Hong Kong giant pandas Ying Ying and Le Le going from Ocean Park to mainland China to breed? Sichuan official raises possibility
- Warmer weather contributing to mating difficulties in city
- Pair could be sent to province next year for extended time
A mainland Chinese official on Thursday has opened the possibility of sending two giant pandas at Hong Kong’s Ocean Park back to Sichuan province for breeding next year after repeated failures locally.
Liu Hong-bao, director of Sichuan Forestry Department, explained the city’s warmer weather had contributed to the difficulties Ying Ying and Le Le were facing locally, aside from the fact the animal generally has a low reproductive rate.
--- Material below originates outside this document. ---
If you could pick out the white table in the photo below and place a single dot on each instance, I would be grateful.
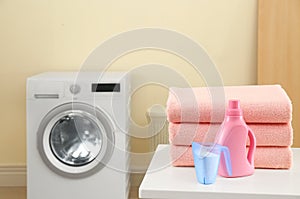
(165, 181)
He added the reproductive ability of captive pandas was about 26 per cent of that of wild pandas.
Liu revealed the idea of allowing the pair to mate in Wolong, Sichuan, and bringing them back to Hong Kong afterwards had previously been considered.
He did not rule out the possibility, noting the two could be sent to the province next year.
“We have no problem with this, but many in Hong Kong have strong feelings for Ying Ying and Le Le,” he said. “If the two have to leave, then we may need to communicate with the public.”
Liu said the breeding period for pandas usually spanned about 130 days and the pair would need to stay on the mainland at least a year.
“During that period, we could lend a pair of pandas for showcasing in Hong Kong,” he noted. “I don’t think this would be a big problem.”
Ying Ying and Le Le were presented to Hong Kong in 2007 as a gift from the central government to commemorate the 10th anniversary of the city’s return to Chinese rule. Each panda is 13 years old.
Despite an extensive breeding programme set up for the pair, Ying Ying has been unable to conceive for the past three years, suffering two phantom pregnancies and, in 2015, a miscarriage.
Liu’s remarks came as Hong Kong held activities to mark the second “cooperation week” involving the city, Macau and Sichuan.
At the opening ceremony of Ocean Park’s 2018 Sichuan Nature Conservation Week, Hong Kong Chief Executive Carrie Lam Cheng Yuet-ngor and Sichuan Provincial Committee Secretary Peng Qing-hua recounted the exchanges between the city and province over the years.
Lam highlighted Hong Kong’s efforts in helping rebuild Wolong after a massive earthquake hit the province in 2008 that killed more than 80,000 people.
From Thursday to November 14, Ocean Park will hold activities highlighting achievements in giant panda conservation and promoting Sichuan culture.
It also co-launched the city’s first eco-tour to Wolong with China Travel Service (HK). Participants will be accompanied by the park’s panda education experts and have a chance to visit a restricted conservation area at Wolong National Nature Reserve.
Those joining the tours can follow veteran forest keepers to explore the area in search of giant pandas in the wild and experience the daily tasks of a panda keeper.
Separately, the park’s chief executive, Matthias Li Sing-chung, said it recorded double-digit growth in the number of individual visitors from mainland China between October and early November compared with the same period last year. He said part of this surge could be attributed to Hong Kong’s new high-speed railway service, which opened in September.
With the opening last month of the Hong Kong-Zhuhai-Macau Bridge, the park would keep monitoring its visitor figures, Li added.